No dia em que se comemora o
cinquentenário (50 anos) da abertura do Concílio Vaticano II, e,
simultaneamente, os 20 anos da publicação do Catecismo da Igreja Católica, o
Santo Padre nos convida a celebrar um Ano da Fé, com o objetivo fortalecer em
nós esta graça de Deus que nos impele a testemunhar o Evangelho com coragem e
buscar com confiança estar cada vez mais próximo do Pai.
Como o próprio pontífice
destaca em sua epístola, não é a primeira vez que a Igreja convida seus fiéis
para celebrar um Ano da Fé. Seu predecessor, Paulo VI, proclamou, em 1967, um
tempo semelhante na Igreja, em memória do martírio dos apóstolos Pedro e Paulo,
estimulando os fiéis professarem sua fé, sem medo das perseguições.
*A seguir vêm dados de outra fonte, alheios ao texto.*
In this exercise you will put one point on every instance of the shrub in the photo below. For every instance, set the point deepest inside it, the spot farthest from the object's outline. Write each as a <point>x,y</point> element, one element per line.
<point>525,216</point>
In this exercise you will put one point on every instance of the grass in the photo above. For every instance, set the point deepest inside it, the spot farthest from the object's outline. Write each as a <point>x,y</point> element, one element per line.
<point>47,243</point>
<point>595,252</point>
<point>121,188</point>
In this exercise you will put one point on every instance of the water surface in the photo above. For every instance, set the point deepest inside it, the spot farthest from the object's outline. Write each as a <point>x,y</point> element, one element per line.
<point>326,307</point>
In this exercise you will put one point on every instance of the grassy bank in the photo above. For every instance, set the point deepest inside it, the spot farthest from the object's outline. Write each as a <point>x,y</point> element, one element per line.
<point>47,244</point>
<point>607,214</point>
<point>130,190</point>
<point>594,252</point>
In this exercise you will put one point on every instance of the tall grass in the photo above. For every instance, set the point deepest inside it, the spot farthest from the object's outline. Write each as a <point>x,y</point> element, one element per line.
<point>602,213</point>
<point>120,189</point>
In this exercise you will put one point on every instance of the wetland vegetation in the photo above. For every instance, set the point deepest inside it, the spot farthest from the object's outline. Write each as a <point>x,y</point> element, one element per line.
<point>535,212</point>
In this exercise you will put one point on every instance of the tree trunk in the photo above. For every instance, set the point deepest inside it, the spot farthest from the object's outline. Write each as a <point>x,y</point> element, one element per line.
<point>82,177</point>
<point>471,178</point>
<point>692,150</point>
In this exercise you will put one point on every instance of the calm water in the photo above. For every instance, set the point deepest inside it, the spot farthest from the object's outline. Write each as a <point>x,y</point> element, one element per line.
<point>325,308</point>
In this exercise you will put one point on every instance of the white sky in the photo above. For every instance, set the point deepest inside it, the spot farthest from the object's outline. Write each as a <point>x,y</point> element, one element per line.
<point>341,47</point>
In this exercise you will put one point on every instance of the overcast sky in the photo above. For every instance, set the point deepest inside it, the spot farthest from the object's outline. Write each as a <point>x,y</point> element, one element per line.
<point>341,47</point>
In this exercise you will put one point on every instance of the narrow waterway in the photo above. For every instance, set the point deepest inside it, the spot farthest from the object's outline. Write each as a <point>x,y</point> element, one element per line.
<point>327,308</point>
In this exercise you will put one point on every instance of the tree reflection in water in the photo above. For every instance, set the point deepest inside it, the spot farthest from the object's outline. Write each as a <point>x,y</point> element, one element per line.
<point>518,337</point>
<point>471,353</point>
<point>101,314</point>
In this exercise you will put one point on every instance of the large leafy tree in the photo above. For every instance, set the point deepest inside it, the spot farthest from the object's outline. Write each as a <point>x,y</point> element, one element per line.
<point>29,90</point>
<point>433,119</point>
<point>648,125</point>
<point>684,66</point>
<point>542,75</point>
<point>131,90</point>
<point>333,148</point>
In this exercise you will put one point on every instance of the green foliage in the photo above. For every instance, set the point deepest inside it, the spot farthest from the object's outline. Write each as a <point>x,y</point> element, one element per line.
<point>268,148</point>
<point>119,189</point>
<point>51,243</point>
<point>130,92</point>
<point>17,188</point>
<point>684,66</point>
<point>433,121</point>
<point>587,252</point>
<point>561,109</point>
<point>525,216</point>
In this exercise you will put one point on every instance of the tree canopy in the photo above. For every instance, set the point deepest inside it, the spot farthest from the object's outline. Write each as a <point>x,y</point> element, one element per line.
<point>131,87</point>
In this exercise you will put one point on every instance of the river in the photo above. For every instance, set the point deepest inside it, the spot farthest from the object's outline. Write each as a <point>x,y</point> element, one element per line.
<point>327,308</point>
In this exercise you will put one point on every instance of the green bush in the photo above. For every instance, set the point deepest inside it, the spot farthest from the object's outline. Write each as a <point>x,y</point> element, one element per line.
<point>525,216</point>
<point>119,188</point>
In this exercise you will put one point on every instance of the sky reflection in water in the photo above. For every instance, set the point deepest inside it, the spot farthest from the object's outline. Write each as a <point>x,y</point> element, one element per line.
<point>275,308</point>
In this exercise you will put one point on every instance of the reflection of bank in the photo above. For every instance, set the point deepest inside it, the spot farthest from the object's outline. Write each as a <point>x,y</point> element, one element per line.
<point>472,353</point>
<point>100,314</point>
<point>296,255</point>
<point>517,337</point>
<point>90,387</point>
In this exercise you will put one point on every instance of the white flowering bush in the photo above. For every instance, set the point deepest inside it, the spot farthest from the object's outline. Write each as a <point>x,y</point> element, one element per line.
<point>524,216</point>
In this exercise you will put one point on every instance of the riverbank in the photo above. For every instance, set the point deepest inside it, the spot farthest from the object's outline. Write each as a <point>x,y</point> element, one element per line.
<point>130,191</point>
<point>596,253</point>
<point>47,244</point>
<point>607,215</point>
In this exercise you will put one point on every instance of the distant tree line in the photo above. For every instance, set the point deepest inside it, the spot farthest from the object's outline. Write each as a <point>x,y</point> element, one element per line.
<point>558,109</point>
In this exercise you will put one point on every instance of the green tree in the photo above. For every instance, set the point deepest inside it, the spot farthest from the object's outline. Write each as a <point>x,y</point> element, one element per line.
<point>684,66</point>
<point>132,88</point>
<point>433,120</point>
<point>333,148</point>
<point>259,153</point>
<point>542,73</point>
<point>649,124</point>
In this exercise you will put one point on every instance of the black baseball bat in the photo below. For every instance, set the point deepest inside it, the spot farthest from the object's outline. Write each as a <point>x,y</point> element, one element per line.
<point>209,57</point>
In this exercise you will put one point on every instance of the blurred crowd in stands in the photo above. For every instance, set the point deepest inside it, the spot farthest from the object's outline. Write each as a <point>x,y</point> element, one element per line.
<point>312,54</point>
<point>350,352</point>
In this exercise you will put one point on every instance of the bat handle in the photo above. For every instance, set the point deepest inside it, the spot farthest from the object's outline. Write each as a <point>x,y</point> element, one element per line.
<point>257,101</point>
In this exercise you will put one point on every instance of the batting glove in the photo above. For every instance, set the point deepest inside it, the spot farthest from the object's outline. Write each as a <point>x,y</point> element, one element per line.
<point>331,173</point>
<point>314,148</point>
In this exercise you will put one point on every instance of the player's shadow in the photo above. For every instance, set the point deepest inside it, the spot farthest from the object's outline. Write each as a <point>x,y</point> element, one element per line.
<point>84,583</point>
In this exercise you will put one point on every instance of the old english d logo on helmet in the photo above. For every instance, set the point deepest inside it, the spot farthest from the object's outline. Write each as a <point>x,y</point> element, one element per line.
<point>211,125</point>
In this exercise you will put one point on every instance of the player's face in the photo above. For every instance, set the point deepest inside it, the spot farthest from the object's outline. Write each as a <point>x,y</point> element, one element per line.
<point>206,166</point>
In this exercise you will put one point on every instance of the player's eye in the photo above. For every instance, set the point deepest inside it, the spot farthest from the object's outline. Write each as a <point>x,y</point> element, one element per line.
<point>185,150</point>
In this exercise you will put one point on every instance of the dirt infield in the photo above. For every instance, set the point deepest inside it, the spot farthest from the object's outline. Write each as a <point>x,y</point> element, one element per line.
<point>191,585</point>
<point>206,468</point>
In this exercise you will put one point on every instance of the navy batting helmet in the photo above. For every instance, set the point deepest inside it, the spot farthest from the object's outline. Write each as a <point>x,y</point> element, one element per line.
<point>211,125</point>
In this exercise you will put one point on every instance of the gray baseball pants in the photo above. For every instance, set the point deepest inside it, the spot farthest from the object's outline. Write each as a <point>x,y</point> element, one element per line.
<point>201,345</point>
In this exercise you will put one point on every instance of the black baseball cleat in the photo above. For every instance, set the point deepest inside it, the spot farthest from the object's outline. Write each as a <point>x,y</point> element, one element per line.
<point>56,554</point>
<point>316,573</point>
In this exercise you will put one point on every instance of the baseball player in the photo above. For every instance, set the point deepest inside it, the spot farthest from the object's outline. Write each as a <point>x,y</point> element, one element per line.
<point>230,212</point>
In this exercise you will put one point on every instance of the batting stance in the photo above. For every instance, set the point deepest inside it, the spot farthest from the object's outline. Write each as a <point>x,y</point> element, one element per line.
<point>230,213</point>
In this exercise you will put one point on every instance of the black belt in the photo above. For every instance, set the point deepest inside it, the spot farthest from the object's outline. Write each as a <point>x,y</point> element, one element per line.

A principal motivação de Bento
XVI para proclamar tal evento consiste da necessidade de uma renovação, um
reavivamento da profissão de fé. Não no sentido de MUDAR o que professamos, mas
no sentido de VIVER o que professamos. O Papa percebe essa urgência de
retomarmos o “gosto” pela Palavra e pela Eucaristia, elementos centrais da
vivência católica.
Da mesma forma, nosso Pastor
pede que seja um tempo de autêntica e renovada conversão, mudança de atitudes,
a fim de que cada um seja fortalecido pela graça de Deus, lembrando que esta só
atinge os corações que estão abertos, sedentos pela água viva, como é relatado
no encontro de Jesus com a Samaritana (Jo 4). Portanto, é necessário nos
colocarmos a caminho do encontro com o Mestre.
Bento XVI destaca ainda que “a fé cresce quando é vivida como experiência
de um amor recebido e é comunicada como experiência de graça e de alegria”,
ou seja, não é possível oferecer o que não se tem. Para evangelizar, transmitir
a experiência do amor, é preciso VIVER essa experiência, que só acontece quando
nos abrimos à graça da Fé. O Papa destaca ainda que “A fé torna-nos fecundos, [...] abre o coração e a mente dos ouvintes
para acolherem o convite do Senhor a aderir à sua Palavra a fim de se tornarem
seus discípulos”.
“Acredita-se
com o coração e, com a boca,
faz-se
a profissão de fé” Rm 10, 10
A partir deste trecho da
epístola de São Paulo, o sumo pontífice discorre a respeito do testemunho
daquele que crê, e exorta: “o professar com a boca indica que a fé implica um
testemunho e um compromisso públicos. O cristão não pode jamais pensar que o
crer seja um facto privado. A fé é decidir estar com o Senhor, para viver com
Ele”. Portanto, é necessário transmitir a experiência da fé, a fim de que todos
possam experimentá-la, tornando-se assim, discípulos do Mestre. Que ao longo
deste Ano da Fé possamos nos abrir a graça do Espírito Santo e testemunhar
autentica e sinceramente a fé que professamos.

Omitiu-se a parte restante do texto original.